The political, legal and constitutional issues raised by the unfolding Rajasthan drama will require careful disentangling. But a few things are already clear: There is evident bad faith on all sides, a shadow over the credibility of every player. Chief Minister Ashok Gehlot tried to stamp out the rebellion within by bizarre acts of heavyhandedness like the sedition notice served by his government to his own deputy, which became the trigger for the current unravelling. The Sachin Pilot camp of dissenting MLAs has taken recourse to an unedifying cloak-and-dagger resort politics. Governor Kalraj Mishra, by sitting on the chief minister’s demand for a floor test — the most transparent way of settling doubts about the government’s continuing viability — is inviting accusations of partisanship. The Courts — both the high court, which has stayed disqualification proceedings against the 19 MLAs by the assembly Speaker and framed 13 questions that recast the matter as one that involves larger questions of freedom of expression and basic structure of the Constitution, and the Supreme Court which has so far played along — have scarred their own record when it comes to protecting and seen to be protecting dissent.
And yet, the 13 questions framed by the Rajasthan High Court strike a chord. This is so because of a political culture defined by an anti-defection law which, in its zeal to prevent “aaya ram, gaya ram” politics or horse trading, has shrunk the open spaces within parties, excessively empowering the party high command at the cost of the freedoms of legislators. In the backdrop is also the trend of brute electoral majorities, which makes dissent within the political behemoth as important as, if not more vital than, the opposition without. In this context, the high court’s prodding could open up space for a wider deliberation on some vital issues — on what “defection” means, and where the line is to be drawn between “crossing over” and intra-party dissent. Can the “expression of dissatisfaction or disillusionment and the strongly worded opinion against the party leadership”, be seen as conduct falling under the ambit of Para 2(1)(a) of the Tenth Schedule of the Constitution, which deals with an MP or MLA who “has voluntarily given up his membership of such political party”? After all, the 19 rebel MLAs insist that they remain with the Congress, despite their grievances with Gehlot’s leadership. The high court’s questions also problematise the party whip and its applicability.
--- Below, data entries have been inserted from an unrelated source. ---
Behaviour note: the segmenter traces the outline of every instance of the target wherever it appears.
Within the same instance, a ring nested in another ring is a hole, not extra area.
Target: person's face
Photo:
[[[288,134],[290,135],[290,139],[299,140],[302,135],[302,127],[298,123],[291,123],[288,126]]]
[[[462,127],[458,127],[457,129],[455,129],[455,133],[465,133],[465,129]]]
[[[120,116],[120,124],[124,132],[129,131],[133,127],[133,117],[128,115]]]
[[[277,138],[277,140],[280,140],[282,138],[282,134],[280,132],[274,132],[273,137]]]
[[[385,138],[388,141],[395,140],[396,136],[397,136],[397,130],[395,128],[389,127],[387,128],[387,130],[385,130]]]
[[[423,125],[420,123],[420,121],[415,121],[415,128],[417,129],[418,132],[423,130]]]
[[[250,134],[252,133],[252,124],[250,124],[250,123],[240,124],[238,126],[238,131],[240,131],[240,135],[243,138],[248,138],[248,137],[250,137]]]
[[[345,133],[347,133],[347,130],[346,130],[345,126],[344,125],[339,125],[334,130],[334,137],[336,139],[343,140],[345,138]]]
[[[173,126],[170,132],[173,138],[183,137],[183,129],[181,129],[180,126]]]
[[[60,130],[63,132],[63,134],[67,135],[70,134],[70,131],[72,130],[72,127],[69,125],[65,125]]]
In 1992, a five-judge Constitution bench of the Supreme Court in Kihoto Hollohan upheld the constitutional validity of the Tenth Schedule and cast a specific prohibition on courts intervening in disqualification matters ahead of the Speaker’s ruling. As the matter comes up again before the Supreme Court today, therefore, there is existing jurisprudence and law, and uncharted territory ahead. The process that has begun with the Rajasthan HC’s 13 questions could lead to less opacity and greater openness in the building blocks of parliamentary democracy. But treading into the inner lives of parties could also be fraught with risks — it is a slippery slope from reform to imperilling autonomy.